Not Your Usual Monday Morning Assembly

In April 1981 the typically dreary tone of Monday morning assembly at Eastwood High School was cranked up a few thousand notches by the fact that we had a guest speaker.

And this was no ordinary guest speaker.

James Irwin was the Lunar Module pilot on Apollo 15 and the eighth person to walk on the moon barely nine years earlier. He happened to come to our school in a quiet suburb of Glasgow, Scotland, to talk about his experiences in NASA, the Apollo 15 mission and what it was like to have set foot on another heavenly body. He brought along a piece of moon rock which he briefly held aloft from the front of the stage.

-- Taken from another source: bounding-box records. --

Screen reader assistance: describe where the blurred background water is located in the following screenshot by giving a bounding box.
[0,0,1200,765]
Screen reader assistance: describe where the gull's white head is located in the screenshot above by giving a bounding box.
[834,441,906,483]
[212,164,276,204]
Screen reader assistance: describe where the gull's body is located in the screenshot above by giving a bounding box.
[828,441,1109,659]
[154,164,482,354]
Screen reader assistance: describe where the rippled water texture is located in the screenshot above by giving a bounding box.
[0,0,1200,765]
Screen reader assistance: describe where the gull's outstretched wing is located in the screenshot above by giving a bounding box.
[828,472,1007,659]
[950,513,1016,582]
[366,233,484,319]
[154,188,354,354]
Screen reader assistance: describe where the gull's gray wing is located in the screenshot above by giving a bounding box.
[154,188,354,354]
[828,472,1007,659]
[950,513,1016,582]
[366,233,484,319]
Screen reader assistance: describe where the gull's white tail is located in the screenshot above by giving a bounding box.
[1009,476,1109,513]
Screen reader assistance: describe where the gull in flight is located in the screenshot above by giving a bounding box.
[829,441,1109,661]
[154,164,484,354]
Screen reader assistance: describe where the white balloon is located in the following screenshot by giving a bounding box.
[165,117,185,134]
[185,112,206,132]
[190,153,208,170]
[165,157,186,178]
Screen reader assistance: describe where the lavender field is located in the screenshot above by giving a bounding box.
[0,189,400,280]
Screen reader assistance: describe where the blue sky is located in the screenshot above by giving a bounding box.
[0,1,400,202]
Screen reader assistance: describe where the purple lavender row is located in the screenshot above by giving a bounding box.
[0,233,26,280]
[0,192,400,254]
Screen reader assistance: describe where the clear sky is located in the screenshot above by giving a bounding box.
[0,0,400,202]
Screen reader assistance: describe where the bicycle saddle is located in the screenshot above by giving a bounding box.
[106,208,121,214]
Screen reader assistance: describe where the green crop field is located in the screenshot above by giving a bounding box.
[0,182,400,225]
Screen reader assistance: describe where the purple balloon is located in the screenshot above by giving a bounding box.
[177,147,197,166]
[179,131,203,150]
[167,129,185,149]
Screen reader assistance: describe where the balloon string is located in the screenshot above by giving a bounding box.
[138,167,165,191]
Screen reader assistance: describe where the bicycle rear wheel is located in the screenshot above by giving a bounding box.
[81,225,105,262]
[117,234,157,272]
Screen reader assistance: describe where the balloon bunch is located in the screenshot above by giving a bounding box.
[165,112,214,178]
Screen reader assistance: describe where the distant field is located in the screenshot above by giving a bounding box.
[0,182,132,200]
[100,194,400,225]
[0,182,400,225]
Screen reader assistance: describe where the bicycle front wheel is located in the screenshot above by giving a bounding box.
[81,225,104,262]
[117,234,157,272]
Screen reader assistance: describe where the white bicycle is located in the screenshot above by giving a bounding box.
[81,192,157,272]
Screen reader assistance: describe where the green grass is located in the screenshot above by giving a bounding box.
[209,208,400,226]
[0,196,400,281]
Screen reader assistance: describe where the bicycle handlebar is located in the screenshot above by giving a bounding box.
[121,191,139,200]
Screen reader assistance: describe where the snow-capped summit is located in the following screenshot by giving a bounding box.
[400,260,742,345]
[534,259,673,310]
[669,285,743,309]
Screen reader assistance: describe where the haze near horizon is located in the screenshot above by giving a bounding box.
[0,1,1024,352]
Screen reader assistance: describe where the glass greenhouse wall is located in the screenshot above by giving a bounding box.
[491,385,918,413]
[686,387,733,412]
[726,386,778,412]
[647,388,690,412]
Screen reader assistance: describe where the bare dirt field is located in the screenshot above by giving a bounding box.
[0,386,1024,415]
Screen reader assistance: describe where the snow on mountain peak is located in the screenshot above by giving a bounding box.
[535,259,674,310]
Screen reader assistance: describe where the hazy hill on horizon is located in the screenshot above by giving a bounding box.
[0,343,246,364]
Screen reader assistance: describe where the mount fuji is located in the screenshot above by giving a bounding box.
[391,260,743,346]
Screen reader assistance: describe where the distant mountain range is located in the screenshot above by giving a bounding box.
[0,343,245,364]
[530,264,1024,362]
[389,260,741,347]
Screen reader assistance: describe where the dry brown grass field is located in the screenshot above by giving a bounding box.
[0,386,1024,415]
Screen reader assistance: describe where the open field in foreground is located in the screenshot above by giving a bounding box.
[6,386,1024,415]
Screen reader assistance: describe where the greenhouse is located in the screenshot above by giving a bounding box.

In common with a number of other NASA astronauts, Irwin had returned to earth in 1972 with an augmented religious faith. Some have likened the experience of travelling so far away from Earth that you can block out its very existence from view with just the thumb of your hand, as metaphorically god-like. Whatever had happened to Irwin as he looked back to Earth from the lunar surface, this same force had brought him to our Monday assembly to talk about the moon and god.

I recall that the somewhat incongruous associations Irwin made between science and faith were both interesting and uninteresting; my twelve-year-old self wished at the time that Irwin had just stuck to speaking about the moon.

But looking back now as an adult, I realise that it was an amazing privilege to hear and see him at all, and it gave my already growing interest in science and technology a real push. Religion, not so much.